The MASM Forum Archive 2004 to 2012

General Forums => The Laboratory => Topic started by: raymond on January 22, 2005, 05:23:12 AM

Title: Optimisation pitfall?
Post by: raymond on January 22, 2005, 05:23:12 AM
A few years ago, I devised the following code to extract the square root of 32-bit unsigned integers using only CPU instructions. It resulted in the sqrt32 function of my MixLib library of fixed-point math, uInt being the integer passed as the parameter.

    mov edx,uInt
    xor eax,eax
    mov ebx,40000000h
    mov ecx,16          ;********
sqr10:
    add eax,ebx
    cmp eax,edx
    ja  sqr20
    sub edx,eax
    add eax,ebx
    jnz sqr30
sqr20:
    sub eax,ebx
sqr30:
    shr eax,1
    shr ebx,2
    dec ecx             ;********
    jnz sqr10

    cmp eax,edx
    jae @F
    inc eax
  @@:   
    ret


I was recently having another critical look at the functions of that library when I noticed that the use of ECX as a counter in the above algo is not really necessary because EBX becomes 0 after the 16 iterations. Removing the two instructions commented with *** produced the same end results.
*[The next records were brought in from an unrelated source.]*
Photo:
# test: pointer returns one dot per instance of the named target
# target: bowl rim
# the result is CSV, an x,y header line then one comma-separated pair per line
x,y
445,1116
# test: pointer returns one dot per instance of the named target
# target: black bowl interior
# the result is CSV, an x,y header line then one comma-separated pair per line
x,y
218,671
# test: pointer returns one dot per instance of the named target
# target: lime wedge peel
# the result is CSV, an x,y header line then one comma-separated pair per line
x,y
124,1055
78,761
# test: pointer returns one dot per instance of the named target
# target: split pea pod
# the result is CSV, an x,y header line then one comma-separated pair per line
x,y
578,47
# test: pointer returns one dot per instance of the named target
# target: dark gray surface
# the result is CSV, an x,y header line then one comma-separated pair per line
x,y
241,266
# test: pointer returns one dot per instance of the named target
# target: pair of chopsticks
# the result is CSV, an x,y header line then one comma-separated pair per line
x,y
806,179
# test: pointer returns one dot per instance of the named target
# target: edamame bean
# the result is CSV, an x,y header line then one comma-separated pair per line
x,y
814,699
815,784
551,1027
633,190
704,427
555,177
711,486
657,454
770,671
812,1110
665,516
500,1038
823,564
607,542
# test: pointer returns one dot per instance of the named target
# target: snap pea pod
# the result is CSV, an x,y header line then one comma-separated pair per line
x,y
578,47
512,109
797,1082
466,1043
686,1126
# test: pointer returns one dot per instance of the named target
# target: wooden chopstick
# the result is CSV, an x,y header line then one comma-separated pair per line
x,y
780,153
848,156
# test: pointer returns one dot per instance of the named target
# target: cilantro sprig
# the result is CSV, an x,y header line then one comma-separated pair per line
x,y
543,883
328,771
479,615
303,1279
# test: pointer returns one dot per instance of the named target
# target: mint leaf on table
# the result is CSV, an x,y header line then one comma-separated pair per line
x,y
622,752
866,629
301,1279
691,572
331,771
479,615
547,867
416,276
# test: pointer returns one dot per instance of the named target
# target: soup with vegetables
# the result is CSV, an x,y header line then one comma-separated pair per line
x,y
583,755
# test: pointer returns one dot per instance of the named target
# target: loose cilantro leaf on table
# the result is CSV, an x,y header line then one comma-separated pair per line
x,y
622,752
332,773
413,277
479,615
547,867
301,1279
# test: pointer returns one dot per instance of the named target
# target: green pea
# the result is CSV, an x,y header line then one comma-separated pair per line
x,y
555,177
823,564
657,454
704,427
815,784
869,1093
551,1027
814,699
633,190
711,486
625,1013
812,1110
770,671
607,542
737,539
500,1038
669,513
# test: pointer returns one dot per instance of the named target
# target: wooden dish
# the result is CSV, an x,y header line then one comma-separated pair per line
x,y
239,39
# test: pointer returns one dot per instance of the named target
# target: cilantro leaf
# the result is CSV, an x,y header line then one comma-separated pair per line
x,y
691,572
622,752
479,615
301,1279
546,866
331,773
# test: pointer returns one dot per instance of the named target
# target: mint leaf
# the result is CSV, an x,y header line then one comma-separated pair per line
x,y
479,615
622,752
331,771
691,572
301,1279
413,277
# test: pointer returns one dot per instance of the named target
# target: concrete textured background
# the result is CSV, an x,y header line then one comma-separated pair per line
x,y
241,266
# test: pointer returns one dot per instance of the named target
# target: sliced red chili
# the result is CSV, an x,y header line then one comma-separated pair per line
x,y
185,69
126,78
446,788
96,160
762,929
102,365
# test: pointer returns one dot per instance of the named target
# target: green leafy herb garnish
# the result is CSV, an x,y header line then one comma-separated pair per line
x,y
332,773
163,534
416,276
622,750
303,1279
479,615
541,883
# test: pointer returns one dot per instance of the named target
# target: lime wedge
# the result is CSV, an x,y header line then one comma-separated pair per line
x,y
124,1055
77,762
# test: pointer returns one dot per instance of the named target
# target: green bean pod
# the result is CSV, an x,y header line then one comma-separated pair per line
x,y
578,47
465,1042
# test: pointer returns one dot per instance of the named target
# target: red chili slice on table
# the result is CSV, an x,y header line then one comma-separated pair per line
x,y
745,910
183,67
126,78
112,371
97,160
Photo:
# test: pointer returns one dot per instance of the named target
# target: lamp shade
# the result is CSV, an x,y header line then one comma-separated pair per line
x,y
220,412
Curious about any beneficial effect those fewer instructions would have on the time of execution, I ran some tests with 1,000,000 cycles on a number in the range of 100,000,000. Results on a P3-550:

With the counter: 260 ms
Without the counter: 410 ms !!!!!!!!!!!!!!!!!

Would anybody have an explanation for such an increase after removing a single redundant instructions in the loop???

As a side note, unrolling the loop runs in 140 ms and using the FPU runs in 105 ms. The test included extracting the square root and storing the result in a memory variable.

Raymond
Title: Re: Optimisation pitfall?
Post by: Mark_Larson on January 22, 2005, 05:49:30 AM
I'll take a stab at it.  But I am not timing it to verify.  At least one of the things you are doing is breaking up a dependency.  In this section of code.  This cut and paste isn't sequential.  It is some instructions in the order they get executed in a loop.


sqr30:
    shr eax,1
    shr ebx,2
;    dec ecx             ;********
    jnz sqr10
sqr10:
    add eax,ebx       ;'ebx just got updated by the SHR EBX,2.  That is a causes a stall. ( read after write dependency penalty)
    cmp eax,edx



As a check.  Change the "dec ecx", to a "xor ecx,ecx".  Both should be close to the same speed, and should get rid of the depedencies.  As an additonal possible speed up try checking putting the XOR in between the two SHRs. 

    mov edx,uInt
    xor eax,eax
    mov ebx,40000000h
;    mov ecx,16          ;********
sqr10:
    add eax,ebx
    cmp eax,edx
    ja  sqr20
    sub edx,eax
    add eax,ebx
    jnz sqr30
sqr20:
    sub eax,ebx
sqr30:
    shr eax,1
    shr ebx,2
    xor ecx,ecx             ;********
    jnz sqr10

    cmp eax,edx
    jae @F
    inc eax
  @@:   
    ret

Title: Re: Optimisation pitfall?
Post by: raymond on January 22, 2005, 08:59:25 PM
I don't think that dependency is the cause for the following reasons:

a) Unrolling the loop puts the two instructions immediately following each other and the timing was significantly improved.
b) Replacing the shr ebx,2 instructions with 2 shr ebx,1 instructions brings the timing back down to the 280 ms level.
(Starting with EBX=80000000h and transferring one of the shr ebx,1 to the top of the loop inproves it to the 260 ms level, removing one small dependency between the 2 consecutive shr ebx instructions.)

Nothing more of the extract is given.